Mechanistic interpretability (to be filled soon)

post on mechanistic interpretability and tranformerLens. This post is giving a basic introduction to mechanistic interpretability and ways to understand the inner mechanisms of transformer-style models like GPT-2. We will try to locate responsible attention maps for specific biases in several prompts and validate the causal connection by removing parts of the network. We will make use of different datasets to validate the behavior and visualize the results. Finally we will talk about circuits and attention heads.

Content of the post

Introduction
Loading models
tranformerLens
Circuits

Check List

Firstly, we would load several packages and libraries that will be really useful for us during the whole tutorial.

import circuitsvis as cv
# Testing that the library works
cv.examples.hello("Neel")

# Import stuff
import torch
import torch.nn as nn
import einops
from fancy_einsum import einsum
import tqdm.auto as tqdm
import plotly.express as px

from jaxtyping import Float
from functools import partial

# import transformer_lens
import transformer_lens.utils as utils
from transformer_lens.hook_points import (
    HookPoint,
)  # Hooking utilities
from transformer_lens import HookedTransformer, FactoredMatrix

torch.set_grad_enabled(False)

We can make use of the HookedTransformer functionality to load our model.
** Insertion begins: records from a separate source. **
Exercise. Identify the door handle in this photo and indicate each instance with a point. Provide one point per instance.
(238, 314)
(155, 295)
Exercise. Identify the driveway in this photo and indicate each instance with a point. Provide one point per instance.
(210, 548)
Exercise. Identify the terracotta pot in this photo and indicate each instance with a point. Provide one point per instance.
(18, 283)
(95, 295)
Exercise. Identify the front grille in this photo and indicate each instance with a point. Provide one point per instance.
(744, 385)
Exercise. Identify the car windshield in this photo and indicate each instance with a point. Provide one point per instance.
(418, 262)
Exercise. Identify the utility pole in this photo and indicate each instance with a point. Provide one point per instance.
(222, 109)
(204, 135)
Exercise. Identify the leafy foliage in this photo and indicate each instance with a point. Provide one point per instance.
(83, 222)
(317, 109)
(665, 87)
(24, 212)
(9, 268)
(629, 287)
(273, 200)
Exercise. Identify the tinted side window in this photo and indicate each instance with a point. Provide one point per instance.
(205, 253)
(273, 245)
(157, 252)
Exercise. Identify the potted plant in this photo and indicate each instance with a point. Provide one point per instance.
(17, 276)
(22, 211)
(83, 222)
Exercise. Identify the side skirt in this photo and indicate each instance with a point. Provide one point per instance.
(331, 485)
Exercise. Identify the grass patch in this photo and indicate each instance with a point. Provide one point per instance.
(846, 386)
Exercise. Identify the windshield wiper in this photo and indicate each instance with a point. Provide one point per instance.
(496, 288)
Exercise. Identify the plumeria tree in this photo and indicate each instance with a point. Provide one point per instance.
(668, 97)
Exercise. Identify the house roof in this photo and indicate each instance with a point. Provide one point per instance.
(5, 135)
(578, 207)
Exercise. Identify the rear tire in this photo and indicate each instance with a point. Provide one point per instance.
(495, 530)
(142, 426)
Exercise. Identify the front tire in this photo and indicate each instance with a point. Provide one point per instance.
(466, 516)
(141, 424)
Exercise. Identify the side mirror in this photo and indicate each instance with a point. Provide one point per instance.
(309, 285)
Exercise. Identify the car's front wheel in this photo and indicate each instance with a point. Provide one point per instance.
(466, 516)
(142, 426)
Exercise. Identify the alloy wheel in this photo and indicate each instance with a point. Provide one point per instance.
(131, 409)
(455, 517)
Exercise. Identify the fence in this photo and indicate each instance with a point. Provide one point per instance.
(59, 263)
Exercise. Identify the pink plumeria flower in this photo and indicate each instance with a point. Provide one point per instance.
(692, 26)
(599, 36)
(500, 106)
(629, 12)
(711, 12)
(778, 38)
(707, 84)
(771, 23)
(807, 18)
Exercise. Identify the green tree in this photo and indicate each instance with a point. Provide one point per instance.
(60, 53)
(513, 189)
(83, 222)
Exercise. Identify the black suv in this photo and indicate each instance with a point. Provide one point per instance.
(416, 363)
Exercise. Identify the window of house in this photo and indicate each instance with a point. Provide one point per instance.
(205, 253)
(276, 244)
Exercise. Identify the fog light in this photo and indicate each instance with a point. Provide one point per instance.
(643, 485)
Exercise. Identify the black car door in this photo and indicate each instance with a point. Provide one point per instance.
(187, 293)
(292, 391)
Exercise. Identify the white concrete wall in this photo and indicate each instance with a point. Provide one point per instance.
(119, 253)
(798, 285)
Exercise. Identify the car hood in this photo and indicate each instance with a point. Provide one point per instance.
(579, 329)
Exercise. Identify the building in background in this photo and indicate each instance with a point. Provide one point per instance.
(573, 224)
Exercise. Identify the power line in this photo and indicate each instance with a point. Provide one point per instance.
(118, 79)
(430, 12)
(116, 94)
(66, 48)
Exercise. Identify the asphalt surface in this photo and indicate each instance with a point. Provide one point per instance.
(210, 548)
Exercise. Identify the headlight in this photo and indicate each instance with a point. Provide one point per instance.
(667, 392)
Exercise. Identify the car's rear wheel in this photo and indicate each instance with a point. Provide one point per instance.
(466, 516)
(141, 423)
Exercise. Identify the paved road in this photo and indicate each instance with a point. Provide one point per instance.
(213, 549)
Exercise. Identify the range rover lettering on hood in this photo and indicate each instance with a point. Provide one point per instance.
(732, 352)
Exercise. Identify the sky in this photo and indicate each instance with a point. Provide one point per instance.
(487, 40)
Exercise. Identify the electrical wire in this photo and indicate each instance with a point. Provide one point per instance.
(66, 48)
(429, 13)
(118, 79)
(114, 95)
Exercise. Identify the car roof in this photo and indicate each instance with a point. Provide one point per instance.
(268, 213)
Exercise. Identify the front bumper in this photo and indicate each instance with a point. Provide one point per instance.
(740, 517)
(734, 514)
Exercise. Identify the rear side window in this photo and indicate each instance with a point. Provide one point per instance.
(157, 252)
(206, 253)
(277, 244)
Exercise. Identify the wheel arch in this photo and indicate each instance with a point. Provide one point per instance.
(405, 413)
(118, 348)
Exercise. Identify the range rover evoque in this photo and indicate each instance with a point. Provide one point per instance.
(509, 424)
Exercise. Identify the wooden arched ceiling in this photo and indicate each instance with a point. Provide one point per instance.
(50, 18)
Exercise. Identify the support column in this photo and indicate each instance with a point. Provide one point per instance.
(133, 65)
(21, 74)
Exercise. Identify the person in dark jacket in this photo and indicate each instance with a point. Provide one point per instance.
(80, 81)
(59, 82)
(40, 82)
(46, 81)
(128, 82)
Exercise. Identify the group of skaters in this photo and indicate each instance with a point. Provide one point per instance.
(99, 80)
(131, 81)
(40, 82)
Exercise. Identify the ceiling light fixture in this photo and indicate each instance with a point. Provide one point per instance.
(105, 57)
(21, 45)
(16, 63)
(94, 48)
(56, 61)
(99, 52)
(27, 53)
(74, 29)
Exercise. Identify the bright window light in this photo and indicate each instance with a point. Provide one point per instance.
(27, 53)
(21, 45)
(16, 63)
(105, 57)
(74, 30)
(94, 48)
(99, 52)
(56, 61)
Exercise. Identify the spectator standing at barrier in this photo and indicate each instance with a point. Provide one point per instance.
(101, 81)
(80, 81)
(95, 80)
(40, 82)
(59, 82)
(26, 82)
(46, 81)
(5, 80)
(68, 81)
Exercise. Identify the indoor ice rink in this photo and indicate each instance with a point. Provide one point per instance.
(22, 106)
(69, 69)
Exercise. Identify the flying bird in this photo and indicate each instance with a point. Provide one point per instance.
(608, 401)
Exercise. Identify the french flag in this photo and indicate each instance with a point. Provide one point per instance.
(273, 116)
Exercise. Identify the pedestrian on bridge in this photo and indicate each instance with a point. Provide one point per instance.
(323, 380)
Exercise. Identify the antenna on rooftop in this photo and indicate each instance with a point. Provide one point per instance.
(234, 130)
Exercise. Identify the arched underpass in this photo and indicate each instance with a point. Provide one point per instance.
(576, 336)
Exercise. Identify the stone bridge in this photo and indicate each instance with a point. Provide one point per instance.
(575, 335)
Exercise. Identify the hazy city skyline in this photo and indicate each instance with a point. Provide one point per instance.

In this tutorial we will nake use of GPT-2.

device = utils.get_device()
# NBVAL_IGNORE_OUTPUT
model = HookedTransformer.from_pretrained("gpt2-small", device=device)

model_description_text = """## Loading Models

HookedTransformer comes loaded with >40 open source GPT-style models. You can load any of them in with `HookedTransformer.from_pretrained(MODEL_NAME)`. See my explainer for documentation of all supported models, and this table for hyper-parameters and the name used to load them. Each model is loaded into the consistent HookedTransformer architecture, designed to be clean, consistent and interpretability-friendly. 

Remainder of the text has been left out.